My view of the difference between 'pets' and 'cattle'

March 2, 2015

A few weeks ago I wrote about how all of our important machines are pets. When I did that I did not strongly define how I view the difference between pets and cattle, partly because I thought it was obvious. Subsequent commentary in various places showed me that I was wrong about this, so now I'm going to nail things down.

To me the core distinction is not in whether you hand-build machines or have them automatically configured. Obviously when you have a large herd of cattle you cannot hand-build them, but equally obviously the current best practice is to use automated setups even for one-off machines and in small environments. Instead the real distinction is how much you care about each individual machine. In the cattle approach, any individual machine is more or less expendable. Does it have problems? Your default answer is to shoot it and start a new one (which your build automation and scaling systems should make easy). In the pet approach each individual machine is precious; if it has problems you attempt to nurse it back to health, just as you would with a loved pet, and building a new one is only a last resort even if your automation means that you can do this rapidly.

If you don't have build automation and so on, replacing any machine is a time consuming thing so you wind up with pets by default. But even if you do have fast automated builds, you can still have pets due to things like them having local state of some sort. Sure, you have backups and so on of that state, but you go to hand care because restoring a machine to full service is slower than a plain rebuild to get the software up.

(This view of pets versus cattle is supported by, eg, the discussion here. The author of that email clearly sees the distinction not in how machines are created but in significant part in how machines with problems are treated. If machines are expendable, you have cattle.)

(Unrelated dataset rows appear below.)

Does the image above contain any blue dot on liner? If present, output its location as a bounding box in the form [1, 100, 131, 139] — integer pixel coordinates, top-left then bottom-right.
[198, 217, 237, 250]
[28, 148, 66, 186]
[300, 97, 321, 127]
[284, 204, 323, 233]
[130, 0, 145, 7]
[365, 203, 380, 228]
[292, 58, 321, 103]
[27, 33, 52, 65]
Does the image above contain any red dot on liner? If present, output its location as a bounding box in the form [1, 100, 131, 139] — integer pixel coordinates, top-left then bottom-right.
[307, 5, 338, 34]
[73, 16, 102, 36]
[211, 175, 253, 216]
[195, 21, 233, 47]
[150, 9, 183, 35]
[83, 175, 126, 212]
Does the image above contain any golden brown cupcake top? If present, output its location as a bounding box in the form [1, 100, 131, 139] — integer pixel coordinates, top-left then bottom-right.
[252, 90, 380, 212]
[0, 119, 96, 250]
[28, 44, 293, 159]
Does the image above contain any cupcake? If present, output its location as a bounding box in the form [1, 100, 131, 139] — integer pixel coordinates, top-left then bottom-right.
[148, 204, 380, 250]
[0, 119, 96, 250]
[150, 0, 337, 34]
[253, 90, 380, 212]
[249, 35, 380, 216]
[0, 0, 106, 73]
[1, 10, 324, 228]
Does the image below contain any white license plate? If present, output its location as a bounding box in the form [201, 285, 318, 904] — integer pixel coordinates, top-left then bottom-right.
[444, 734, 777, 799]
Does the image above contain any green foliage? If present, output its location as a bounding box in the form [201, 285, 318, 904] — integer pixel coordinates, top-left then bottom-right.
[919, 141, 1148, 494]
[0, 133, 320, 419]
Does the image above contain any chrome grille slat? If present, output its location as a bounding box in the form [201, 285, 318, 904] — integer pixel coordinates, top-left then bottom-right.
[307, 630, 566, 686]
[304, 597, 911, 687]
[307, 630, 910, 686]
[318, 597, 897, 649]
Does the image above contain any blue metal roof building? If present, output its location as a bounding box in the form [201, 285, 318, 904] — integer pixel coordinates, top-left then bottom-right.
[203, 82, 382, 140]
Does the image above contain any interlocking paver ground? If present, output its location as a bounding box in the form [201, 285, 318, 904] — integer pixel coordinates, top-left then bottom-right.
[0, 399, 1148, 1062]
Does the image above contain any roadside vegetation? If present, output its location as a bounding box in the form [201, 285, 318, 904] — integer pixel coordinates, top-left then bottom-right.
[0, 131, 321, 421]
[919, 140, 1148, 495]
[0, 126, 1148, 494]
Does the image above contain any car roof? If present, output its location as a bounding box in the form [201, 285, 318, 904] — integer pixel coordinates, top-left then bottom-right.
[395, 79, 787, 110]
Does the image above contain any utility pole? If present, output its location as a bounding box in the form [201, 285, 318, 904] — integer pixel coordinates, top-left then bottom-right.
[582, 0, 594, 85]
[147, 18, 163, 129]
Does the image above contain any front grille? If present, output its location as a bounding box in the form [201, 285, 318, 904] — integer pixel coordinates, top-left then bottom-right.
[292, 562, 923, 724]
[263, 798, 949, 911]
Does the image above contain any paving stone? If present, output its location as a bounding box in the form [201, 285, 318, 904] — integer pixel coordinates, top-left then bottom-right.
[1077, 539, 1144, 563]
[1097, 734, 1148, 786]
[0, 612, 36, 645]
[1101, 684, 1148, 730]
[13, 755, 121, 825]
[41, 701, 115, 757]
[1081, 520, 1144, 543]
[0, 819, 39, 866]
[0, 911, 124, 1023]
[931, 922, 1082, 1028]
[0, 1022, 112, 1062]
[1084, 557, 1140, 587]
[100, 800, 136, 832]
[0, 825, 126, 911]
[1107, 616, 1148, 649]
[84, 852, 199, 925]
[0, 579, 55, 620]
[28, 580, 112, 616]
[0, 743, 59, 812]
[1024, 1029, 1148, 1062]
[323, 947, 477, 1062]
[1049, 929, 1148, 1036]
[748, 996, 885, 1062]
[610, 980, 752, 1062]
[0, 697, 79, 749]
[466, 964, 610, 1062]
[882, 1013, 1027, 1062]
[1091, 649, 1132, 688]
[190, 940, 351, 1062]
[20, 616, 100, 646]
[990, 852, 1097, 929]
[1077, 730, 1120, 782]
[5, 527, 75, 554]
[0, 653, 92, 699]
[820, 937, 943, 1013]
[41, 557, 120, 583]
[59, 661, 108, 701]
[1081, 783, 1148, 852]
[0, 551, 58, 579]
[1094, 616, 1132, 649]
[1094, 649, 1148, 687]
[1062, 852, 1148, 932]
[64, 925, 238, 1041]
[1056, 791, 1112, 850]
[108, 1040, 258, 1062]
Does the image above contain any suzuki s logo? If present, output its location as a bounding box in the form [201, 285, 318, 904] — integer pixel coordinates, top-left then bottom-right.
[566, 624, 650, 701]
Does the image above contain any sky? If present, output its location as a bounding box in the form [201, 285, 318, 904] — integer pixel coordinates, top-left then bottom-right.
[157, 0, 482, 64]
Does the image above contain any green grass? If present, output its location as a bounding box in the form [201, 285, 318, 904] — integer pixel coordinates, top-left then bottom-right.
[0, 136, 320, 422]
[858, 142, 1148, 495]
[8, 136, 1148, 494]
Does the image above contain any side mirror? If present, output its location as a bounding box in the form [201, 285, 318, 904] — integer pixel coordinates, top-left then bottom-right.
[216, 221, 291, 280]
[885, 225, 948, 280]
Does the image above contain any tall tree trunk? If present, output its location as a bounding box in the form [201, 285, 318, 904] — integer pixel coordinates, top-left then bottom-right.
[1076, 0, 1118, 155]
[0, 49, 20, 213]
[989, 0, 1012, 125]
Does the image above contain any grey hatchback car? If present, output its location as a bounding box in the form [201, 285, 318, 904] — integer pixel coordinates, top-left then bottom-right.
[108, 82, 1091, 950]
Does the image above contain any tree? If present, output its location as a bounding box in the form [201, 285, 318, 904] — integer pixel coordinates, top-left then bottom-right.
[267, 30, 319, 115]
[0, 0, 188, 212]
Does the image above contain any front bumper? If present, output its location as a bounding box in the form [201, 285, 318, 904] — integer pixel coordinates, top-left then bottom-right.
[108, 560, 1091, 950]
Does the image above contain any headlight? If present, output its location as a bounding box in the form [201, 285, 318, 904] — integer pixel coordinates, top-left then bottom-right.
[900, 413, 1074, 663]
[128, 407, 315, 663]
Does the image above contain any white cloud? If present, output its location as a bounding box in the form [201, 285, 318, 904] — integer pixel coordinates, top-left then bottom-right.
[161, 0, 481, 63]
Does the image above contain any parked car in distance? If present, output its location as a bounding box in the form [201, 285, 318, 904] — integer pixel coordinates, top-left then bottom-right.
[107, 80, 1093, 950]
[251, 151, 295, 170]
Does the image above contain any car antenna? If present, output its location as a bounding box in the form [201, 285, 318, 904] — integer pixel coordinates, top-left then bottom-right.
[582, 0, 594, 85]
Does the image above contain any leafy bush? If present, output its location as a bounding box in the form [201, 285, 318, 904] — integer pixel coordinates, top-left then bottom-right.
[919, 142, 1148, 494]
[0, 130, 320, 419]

It's my feeling that there are any number of situations where you will naturally wind up with a pet model unless you're operating at a very big scale, but that's another entry.


Comments on this page:

A useful way I found to look at this is to refer to this article and specifically Figure 4 further down the page, as popularized in TPoSaNA:

https://www.usenix.org/legacy/publications/library/proceedings/lisa97/full_papers/20.evard/20_html/main.html

Every arrow on the diagram defaults to being manual in a "Pets" scenario.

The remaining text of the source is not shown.